仲間に恵まれたという一言が効いてしまったのだろうか?
「分かりました。ヤットンには伝えておきます。お気を付けて」
ワープで10階に戻ってから、階層主の部屋はどうなっているかと見ると、意外にもまだ扉は開いていた。
「もう閉まっているかと思ったが?」
「階層主が再生されるまでは扉は閉じないと聞いています」
「再生にはどれくらいかかるんだろう?」
「詳しくは分かりませんが、噂では3日くらいとか」
「ふむ、ミレア、ありがとう。

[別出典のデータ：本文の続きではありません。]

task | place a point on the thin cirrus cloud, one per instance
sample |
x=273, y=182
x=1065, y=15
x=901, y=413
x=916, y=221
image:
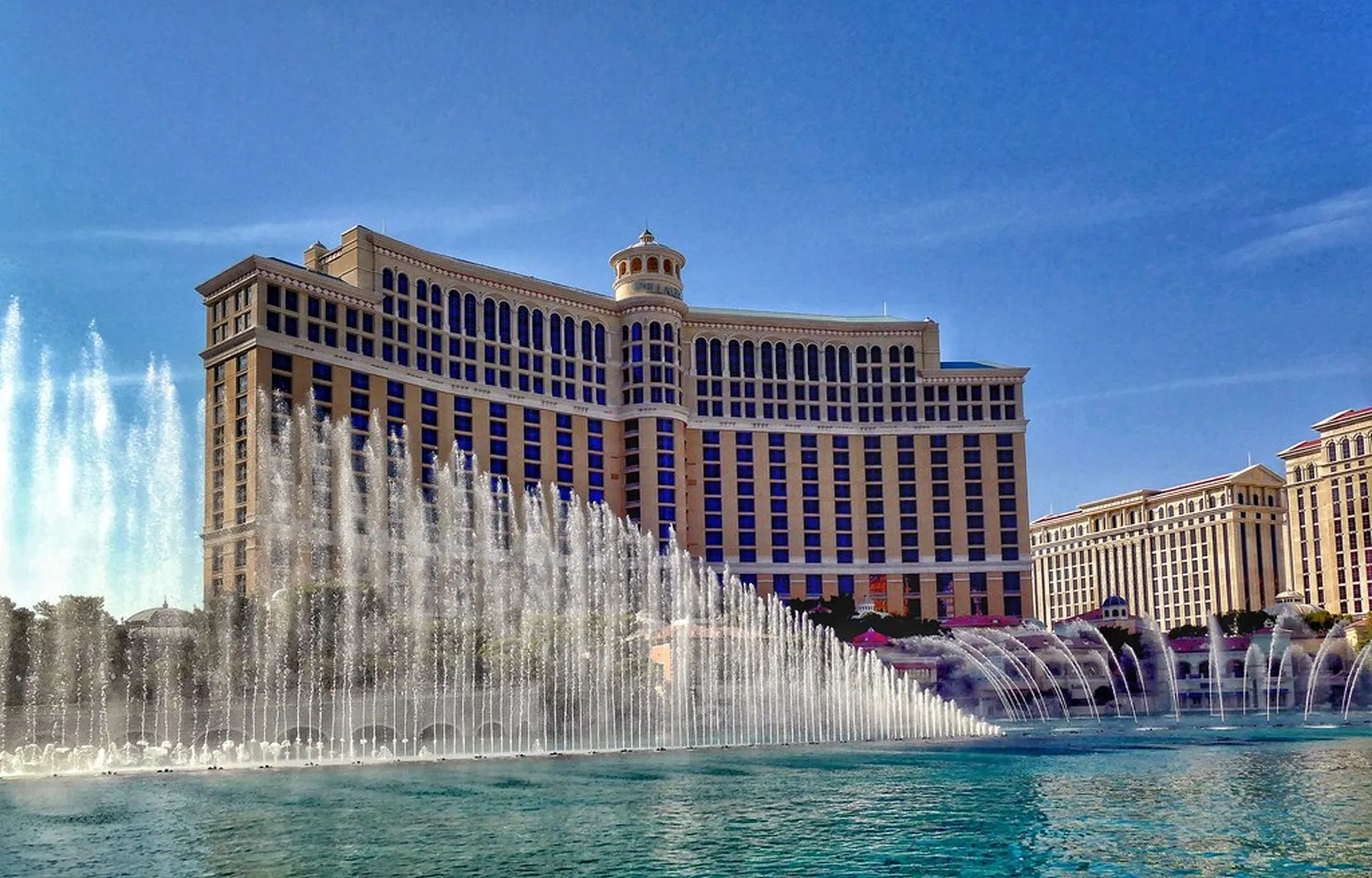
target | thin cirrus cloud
x=450, y=222
x=1343, y=220
x=1211, y=382
x=995, y=214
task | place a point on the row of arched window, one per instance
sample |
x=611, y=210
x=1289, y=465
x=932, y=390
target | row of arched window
x=492, y=320
x=666, y=267
x=1345, y=449
x=803, y=361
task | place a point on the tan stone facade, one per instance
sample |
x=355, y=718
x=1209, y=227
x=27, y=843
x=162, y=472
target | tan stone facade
x=1179, y=556
x=1331, y=522
x=811, y=455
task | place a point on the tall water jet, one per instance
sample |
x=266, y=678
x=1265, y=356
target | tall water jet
x=1312, y=685
x=95, y=493
x=9, y=400
x=1215, y=642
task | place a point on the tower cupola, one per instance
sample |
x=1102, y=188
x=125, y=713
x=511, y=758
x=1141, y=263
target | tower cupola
x=648, y=268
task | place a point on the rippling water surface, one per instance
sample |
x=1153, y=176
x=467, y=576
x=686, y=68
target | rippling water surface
x=1093, y=804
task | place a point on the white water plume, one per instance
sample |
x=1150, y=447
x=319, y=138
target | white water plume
x=92, y=482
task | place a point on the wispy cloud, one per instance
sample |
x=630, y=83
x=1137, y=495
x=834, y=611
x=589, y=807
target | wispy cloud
x=993, y=214
x=1338, y=221
x=1212, y=382
x=445, y=221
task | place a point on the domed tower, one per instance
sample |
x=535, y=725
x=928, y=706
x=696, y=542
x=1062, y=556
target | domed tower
x=648, y=268
x=648, y=288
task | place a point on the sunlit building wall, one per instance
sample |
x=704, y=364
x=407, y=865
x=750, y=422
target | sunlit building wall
x=1179, y=555
x=811, y=455
x=1331, y=521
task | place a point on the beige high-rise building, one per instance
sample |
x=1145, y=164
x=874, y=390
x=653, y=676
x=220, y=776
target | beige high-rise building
x=812, y=455
x=1180, y=555
x=1331, y=522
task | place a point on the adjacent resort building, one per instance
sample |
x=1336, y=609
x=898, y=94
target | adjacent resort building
x=1179, y=555
x=811, y=455
x=1331, y=522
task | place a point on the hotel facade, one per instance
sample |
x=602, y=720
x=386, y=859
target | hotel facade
x=811, y=455
x=1331, y=521
x=1179, y=555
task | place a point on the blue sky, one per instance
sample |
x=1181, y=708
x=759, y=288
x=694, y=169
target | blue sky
x=1165, y=212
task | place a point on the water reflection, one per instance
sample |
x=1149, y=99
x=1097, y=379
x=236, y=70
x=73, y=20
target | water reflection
x=1014, y=809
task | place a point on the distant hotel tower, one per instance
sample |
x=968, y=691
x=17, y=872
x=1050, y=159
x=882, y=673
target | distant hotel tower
x=812, y=455
x=1179, y=556
x=1331, y=523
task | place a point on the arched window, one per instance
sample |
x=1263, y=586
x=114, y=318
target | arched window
x=469, y=315
x=454, y=312
x=522, y=325
x=489, y=319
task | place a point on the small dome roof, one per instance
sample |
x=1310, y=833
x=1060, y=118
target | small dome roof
x=162, y=619
x=1290, y=604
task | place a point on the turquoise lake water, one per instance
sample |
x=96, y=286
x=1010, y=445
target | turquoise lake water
x=1200, y=803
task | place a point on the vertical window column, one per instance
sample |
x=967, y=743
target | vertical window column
x=596, y=460
x=712, y=489
x=777, y=495
x=842, y=501
x=972, y=489
x=908, y=479
x=747, y=503
x=810, y=497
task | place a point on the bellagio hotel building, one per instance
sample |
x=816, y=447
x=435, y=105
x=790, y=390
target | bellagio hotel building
x=1331, y=518
x=811, y=455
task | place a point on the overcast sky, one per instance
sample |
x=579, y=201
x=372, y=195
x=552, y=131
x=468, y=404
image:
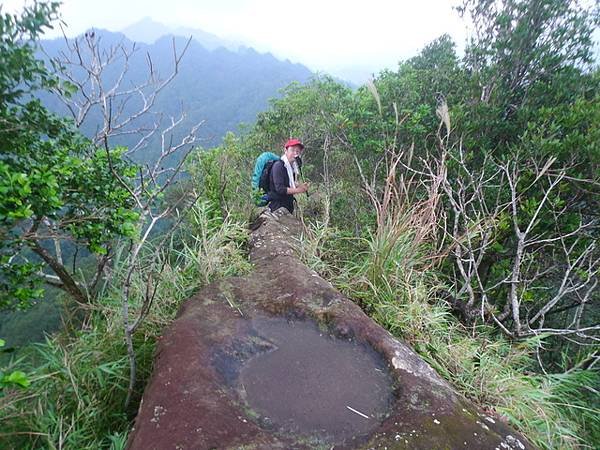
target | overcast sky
x=327, y=35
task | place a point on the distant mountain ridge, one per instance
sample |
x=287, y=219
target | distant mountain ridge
x=148, y=31
x=221, y=87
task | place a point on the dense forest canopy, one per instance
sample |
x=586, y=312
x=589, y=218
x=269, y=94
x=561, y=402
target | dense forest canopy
x=455, y=199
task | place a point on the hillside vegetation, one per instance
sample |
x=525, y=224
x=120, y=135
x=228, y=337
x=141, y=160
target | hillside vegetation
x=454, y=199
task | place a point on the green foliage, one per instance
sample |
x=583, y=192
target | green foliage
x=53, y=182
x=221, y=177
x=79, y=377
x=13, y=378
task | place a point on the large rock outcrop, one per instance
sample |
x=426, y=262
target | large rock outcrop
x=280, y=359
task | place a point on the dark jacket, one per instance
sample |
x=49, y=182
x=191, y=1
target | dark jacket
x=279, y=182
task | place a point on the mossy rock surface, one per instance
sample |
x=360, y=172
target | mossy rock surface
x=216, y=362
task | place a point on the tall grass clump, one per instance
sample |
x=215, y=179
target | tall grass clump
x=79, y=377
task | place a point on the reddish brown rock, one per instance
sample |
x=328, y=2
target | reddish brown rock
x=280, y=359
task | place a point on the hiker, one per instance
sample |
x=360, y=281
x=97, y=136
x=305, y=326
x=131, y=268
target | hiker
x=284, y=181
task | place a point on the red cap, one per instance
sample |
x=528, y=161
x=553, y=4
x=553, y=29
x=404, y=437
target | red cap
x=292, y=142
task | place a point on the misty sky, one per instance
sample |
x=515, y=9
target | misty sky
x=327, y=35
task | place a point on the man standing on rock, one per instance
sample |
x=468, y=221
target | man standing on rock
x=282, y=186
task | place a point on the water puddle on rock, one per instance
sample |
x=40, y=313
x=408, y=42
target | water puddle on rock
x=315, y=384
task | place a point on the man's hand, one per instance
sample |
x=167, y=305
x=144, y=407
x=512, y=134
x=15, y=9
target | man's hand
x=302, y=188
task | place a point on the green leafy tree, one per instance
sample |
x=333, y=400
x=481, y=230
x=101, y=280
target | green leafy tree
x=55, y=187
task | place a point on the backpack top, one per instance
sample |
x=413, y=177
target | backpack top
x=259, y=166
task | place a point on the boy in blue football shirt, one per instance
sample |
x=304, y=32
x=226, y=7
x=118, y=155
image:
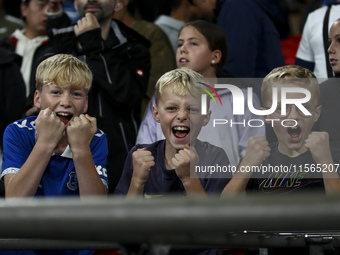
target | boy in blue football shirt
x=60, y=152
x=169, y=166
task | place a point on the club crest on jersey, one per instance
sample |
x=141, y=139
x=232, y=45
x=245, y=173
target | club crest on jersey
x=73, y=181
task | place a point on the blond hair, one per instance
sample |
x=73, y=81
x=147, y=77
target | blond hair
x=291, y=74
x=64, y=70
x=181, y=81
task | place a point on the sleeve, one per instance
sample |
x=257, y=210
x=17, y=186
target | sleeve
x=16, y=149
x=305, y=50
x=162, y=58
x=99, y=151
x=125, y=179
x=122, y=73
x=238, y=32
x=147, y=132
x=244, y=132
x=214, y=184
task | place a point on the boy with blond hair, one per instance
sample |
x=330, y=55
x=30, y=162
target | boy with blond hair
x=169, y=166
x=60, y=152
x=301, y=160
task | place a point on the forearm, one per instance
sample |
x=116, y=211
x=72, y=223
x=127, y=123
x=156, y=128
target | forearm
x=25, y=183
x=90, y=183
x=193, y=187
x=136, y=189
x=238, y=184
x=331, y=179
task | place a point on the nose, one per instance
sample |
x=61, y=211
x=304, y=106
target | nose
x=330, y=49
x=183, y=49
x=293, y=114
x=182, y=115
x=65, y=100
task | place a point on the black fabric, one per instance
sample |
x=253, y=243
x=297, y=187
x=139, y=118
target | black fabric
x=325, y=41
x=12, y=94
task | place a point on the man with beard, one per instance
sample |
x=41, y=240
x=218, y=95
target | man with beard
x=120, y=61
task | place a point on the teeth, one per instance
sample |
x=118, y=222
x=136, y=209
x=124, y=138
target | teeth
x=63, y=114
x=181, y=128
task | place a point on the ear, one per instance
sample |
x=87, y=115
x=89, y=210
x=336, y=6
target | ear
x=120, y=4
x=264, y=116
x=86, y=104
x=23, y=9
x=75, y=5
x=37, y=98
x=216, y=57
x=317, y=113
x=155, y=113
x=206, y=118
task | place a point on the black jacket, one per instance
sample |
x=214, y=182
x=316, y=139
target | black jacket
x=12, y=90
x=120, y=67
x=12, y=94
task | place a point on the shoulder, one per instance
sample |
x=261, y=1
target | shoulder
x=155, y=148
x=20, y=129
x=130, y=34
x=320, y=12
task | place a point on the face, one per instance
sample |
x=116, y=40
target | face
x=193, y=52
x=35, y=15
x=101, y=9
x=334, y=47
x=292, y=139
x=65, y=102
x=180, y=118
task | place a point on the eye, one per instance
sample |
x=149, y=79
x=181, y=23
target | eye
x=55, y=92
x=194, y=110
x=171, y=108
x=77, y=94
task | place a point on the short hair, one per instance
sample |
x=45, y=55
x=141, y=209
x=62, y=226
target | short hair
x=181, y=80
x=292, y=74
x=215, y=37
x=64, y=70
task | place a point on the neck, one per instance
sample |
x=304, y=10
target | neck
x=30, y=34
x=169, y=155
x=126, y=18
x=61, y=146
x=105, y=29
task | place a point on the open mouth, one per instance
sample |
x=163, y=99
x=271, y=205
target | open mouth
x=183, y=60
x=295, y=133
x=64, y=117
x=180, y=132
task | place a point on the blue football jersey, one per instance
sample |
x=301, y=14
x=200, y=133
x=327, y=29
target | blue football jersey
x=59, y=178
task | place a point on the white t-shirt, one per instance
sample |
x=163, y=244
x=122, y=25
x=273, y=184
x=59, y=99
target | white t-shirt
x=311, y=47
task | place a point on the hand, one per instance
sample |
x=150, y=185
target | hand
x=183, y=160
x=87, y=23
x=257, y=151
x=54, y=6
x=80, y=131
x=50, y=128
x=318, y=144
x=31, y=112
x=142, y=161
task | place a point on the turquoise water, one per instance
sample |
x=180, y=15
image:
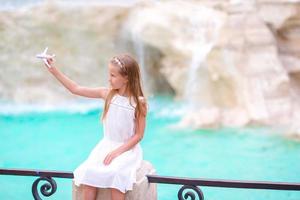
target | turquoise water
x=61, y=140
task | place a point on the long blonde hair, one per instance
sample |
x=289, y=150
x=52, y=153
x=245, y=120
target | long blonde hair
x=128, y=67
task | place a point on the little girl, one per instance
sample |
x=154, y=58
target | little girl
x=114, y=160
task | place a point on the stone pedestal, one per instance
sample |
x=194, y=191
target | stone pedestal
x=142, y=190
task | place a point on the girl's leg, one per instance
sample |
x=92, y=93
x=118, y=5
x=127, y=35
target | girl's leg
x=117, y=194
x=89, y=192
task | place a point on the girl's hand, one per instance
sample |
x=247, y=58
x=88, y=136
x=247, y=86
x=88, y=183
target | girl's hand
x=109, y=158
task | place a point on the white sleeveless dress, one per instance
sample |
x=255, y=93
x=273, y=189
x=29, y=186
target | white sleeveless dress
x=119, y=126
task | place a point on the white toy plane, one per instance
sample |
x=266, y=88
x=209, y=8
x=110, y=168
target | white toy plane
x=44, y=56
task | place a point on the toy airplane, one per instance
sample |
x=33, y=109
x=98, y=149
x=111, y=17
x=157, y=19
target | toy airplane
x=44, y=56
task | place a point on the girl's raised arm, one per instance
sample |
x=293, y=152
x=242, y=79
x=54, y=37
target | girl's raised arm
x=74, y=88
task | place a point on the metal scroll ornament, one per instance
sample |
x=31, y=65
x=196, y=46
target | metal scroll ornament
x=47, y=189
x=191, y=190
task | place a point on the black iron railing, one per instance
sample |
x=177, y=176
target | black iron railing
x=47, y=189
x=190, y=186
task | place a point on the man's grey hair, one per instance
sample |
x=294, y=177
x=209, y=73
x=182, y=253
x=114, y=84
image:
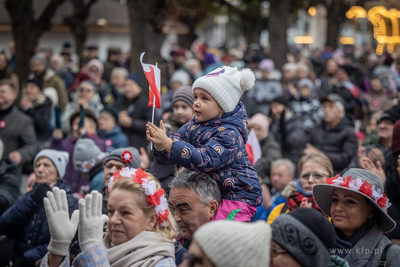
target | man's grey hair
x=286, y=162
x=119, y=70
x=201, y=183
x=340, y=107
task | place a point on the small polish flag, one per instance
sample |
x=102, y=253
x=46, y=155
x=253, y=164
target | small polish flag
x=253, y=147
x=153, y=76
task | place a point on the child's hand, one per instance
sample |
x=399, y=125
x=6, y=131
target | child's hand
x=158, y=136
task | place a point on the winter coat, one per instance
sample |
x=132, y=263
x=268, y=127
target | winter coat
x=309, y=110
x=94, y=105
x=73, y=177
x=41, y=115
x=96, y=256
x=377, y=102
x=9, y=184
x=291, y=136
x=368, y=251
x=114, y=138
x=257, y=100
x=26, y=221
x=271, y=151
x=51, y=79
x=18, y=134
x=140, y=113
x=218, y=147
x=350, y=102
x=339, y=144
x=392, y=189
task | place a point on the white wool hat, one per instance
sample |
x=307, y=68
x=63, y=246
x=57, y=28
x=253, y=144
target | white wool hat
x=226, y=85
x=235, y=244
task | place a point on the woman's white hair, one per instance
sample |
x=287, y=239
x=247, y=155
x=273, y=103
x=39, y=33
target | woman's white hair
x=119, y=70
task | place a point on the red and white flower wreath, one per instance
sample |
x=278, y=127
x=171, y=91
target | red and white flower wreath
x=155, y=197
x=363, y=187
x=126, y=156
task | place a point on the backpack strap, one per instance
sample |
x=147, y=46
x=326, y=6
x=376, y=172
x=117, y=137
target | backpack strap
x=382, y=263
x=284, y=209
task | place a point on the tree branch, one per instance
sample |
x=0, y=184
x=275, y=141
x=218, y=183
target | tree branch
x=44, y=21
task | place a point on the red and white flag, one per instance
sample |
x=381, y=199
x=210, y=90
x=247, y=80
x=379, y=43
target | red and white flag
x=253, y=147
x=153, y=76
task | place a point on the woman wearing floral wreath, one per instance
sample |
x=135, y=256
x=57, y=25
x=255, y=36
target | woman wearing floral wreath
x=141, y=231
x=358, y=208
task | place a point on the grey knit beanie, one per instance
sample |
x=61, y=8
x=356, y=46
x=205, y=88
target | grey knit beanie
x=306, y=235
x=235, y=244
x=59, y=158
x=184, y=94
x=134, y=162
x=85, y=150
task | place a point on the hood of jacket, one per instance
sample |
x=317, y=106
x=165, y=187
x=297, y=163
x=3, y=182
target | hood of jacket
x=8, y=166
x=237, y=118
x=344, y=123
x=49, y=73
x=289, y=189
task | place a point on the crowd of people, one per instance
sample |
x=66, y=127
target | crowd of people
x=107, y=187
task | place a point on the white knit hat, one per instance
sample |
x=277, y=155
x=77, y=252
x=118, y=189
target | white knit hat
x=226, y=85
x=235, y=244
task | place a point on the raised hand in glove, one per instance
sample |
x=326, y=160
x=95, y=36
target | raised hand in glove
x=91, y=220
x=62, y=229
x=57, y=111
x=82, y=116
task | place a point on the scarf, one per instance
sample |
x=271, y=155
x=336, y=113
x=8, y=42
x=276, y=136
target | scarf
x=343, y=247
x=146, y=249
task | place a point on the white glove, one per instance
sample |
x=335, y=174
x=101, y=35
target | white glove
x=62, y=229
x=91, y=220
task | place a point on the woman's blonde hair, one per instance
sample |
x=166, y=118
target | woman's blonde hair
x=169, y=232
x=318, y=157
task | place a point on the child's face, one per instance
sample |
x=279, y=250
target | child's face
x=305, y=92
x=182, y=111
x=205, y=107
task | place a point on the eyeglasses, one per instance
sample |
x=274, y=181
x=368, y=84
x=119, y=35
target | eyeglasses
x=85, y=90
x=275, y=252
x=317, y=177
x=191, y=259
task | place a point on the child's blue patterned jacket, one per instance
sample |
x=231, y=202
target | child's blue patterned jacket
x=218, y=147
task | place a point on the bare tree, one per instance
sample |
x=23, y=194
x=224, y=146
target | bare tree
x=277, y=27
x=146, y=21
x=27, y=30
x=77, y=22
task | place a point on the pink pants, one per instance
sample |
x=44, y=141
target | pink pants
x=235, y=211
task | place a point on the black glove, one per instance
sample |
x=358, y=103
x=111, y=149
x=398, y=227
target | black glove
x=40, y=193
x=82, y=116
x=282, y=129
x=57, y=110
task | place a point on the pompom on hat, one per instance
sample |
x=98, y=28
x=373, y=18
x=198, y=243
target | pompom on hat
x=226, y=85
x=364, y=182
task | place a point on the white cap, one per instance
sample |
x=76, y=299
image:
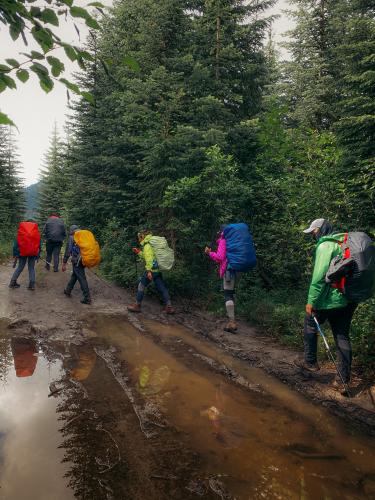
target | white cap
x=316, y=224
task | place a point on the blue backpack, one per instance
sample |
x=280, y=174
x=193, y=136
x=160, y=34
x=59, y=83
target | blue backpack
x=240, y=247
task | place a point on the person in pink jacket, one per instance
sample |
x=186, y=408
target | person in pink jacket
x=228, y=277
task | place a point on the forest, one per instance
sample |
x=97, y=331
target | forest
x=196, y=121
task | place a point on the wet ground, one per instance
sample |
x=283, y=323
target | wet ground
x=99, y=405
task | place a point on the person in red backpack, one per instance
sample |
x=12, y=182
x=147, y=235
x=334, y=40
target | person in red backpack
x=26, y=248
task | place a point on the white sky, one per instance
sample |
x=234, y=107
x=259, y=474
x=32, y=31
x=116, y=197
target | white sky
x=35, y=112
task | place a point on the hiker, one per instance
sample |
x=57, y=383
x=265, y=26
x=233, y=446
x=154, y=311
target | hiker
x=54, y=233
x=326, y=302
x=78, y=269
x=229, y=278
x=152, y=274
x=26, y=248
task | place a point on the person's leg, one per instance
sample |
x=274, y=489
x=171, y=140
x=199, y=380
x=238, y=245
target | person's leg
x=229, y=283
x=71, y=283
x=49, y=250
x=143, y=283
x=56, y=255
x=81, y=276
x=340, y=320
x=31, y=267
x=162, y=289
x=18, y=271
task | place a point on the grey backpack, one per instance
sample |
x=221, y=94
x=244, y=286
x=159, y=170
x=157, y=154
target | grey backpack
x=356, y=265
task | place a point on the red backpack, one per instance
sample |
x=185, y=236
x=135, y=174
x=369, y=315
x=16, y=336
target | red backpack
x=28, y=239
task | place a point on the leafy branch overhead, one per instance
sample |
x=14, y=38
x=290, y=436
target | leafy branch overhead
x=31, y=22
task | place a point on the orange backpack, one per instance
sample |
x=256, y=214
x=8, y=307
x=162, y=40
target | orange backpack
x=28, y=239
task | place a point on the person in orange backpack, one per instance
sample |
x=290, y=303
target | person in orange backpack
x=72, y=251
x=26, y=248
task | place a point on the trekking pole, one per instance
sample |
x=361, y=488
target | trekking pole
x=331, y=356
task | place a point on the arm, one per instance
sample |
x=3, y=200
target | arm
x=318, y=284
x=221, y=252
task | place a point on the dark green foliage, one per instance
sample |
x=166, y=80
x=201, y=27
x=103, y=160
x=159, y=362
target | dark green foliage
x=195, y=123
x=11, y=191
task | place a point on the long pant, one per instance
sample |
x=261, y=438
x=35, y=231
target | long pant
x=339, y=320
x=53, y=249
x=78, y=274
x=159, y=283
x=21, y=265
x=230, y=280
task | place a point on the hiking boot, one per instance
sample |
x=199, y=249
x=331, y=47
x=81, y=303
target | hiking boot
x=231, y=327
x=338, y=386
x=14, y=284
x=169, y=309
x=305, y=365
x=135, y=308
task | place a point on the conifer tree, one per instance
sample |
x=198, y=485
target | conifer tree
x=11, y=191
x=52, y=179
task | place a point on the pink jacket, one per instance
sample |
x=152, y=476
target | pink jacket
x=220, y=256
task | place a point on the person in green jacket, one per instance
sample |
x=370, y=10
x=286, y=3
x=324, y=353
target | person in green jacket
x=152, y=274
x=326, y=302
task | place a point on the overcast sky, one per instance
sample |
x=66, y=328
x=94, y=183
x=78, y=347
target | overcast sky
x=35, y=112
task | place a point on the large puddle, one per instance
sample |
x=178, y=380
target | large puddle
x=98, y=421
x=254, y=445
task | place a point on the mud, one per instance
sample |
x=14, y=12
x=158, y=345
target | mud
x=118, y=406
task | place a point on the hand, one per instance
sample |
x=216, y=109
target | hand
x=309, y=309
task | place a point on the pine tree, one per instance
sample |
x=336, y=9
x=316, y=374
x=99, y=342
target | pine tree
x=11, y=191
x=52, y=179
x=356, y=125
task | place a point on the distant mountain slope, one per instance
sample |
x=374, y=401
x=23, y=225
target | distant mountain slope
x=32, y=196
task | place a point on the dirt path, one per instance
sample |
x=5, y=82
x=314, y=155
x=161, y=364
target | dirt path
x=163, y=407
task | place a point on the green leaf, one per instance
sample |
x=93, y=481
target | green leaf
x=44, y=37
x=39, y=69
x=4, y=68
x=71, y=86
x=92, y=23
x=22, y=75
x=49, y=16
x=45, y=82
x=9, y=82
x=88, y=97
x=79, y=12
x=131, y=63
x=13, y=63
x=57, y=67
x=5, y=120
x=36, y=55
x=70, y=52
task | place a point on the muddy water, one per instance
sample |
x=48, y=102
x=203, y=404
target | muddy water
x=252, y=445
x=30, y=458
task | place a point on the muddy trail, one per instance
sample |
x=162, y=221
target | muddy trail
x=97, y=404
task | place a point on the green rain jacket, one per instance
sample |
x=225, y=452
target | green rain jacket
x=148, y=255
x=321, y=294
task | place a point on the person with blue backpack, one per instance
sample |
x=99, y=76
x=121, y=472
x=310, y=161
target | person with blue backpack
x=235, y=254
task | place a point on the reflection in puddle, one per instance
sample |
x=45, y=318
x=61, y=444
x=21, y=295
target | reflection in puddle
x=253, y=445
x=31, y=461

まあ、俺達にはあまり関係無さそうだし、いいか」
11階に降りると、やはり魔物の層が変わっていた。
芋虫の化物だ。
こいつは口から粘々した糸を吐いて来る。
俺は力任せに引き千切れるが、クレアがそれに絡まって面倒なことになった。
何というか、少し表現し辛い、エロい状態だ。
「あの魔物、捕まえて飼いませんか?」
「ミレア、変態してないで助けろ!」
俺ももう少し見ていたい気がしたが、慌ててダガーで糸を切り、事無きを得る。
接近戦でも倒せるのだが、糸が厄介なので、魔法で仕留める事にする。
火の魔法が弱点のようで、俺の【ファイアショット】で一撃で倒せた。
ミレアの【ファイアウォール】だと少し残すようで、スコットの援護で丁度くたばってくれる。
クレアは少しトラウマにでもなったのか、ミレアが削ったところに、槍を投げて仕留めていた。
そんな感じでその日は13階まで潜って休憩となった。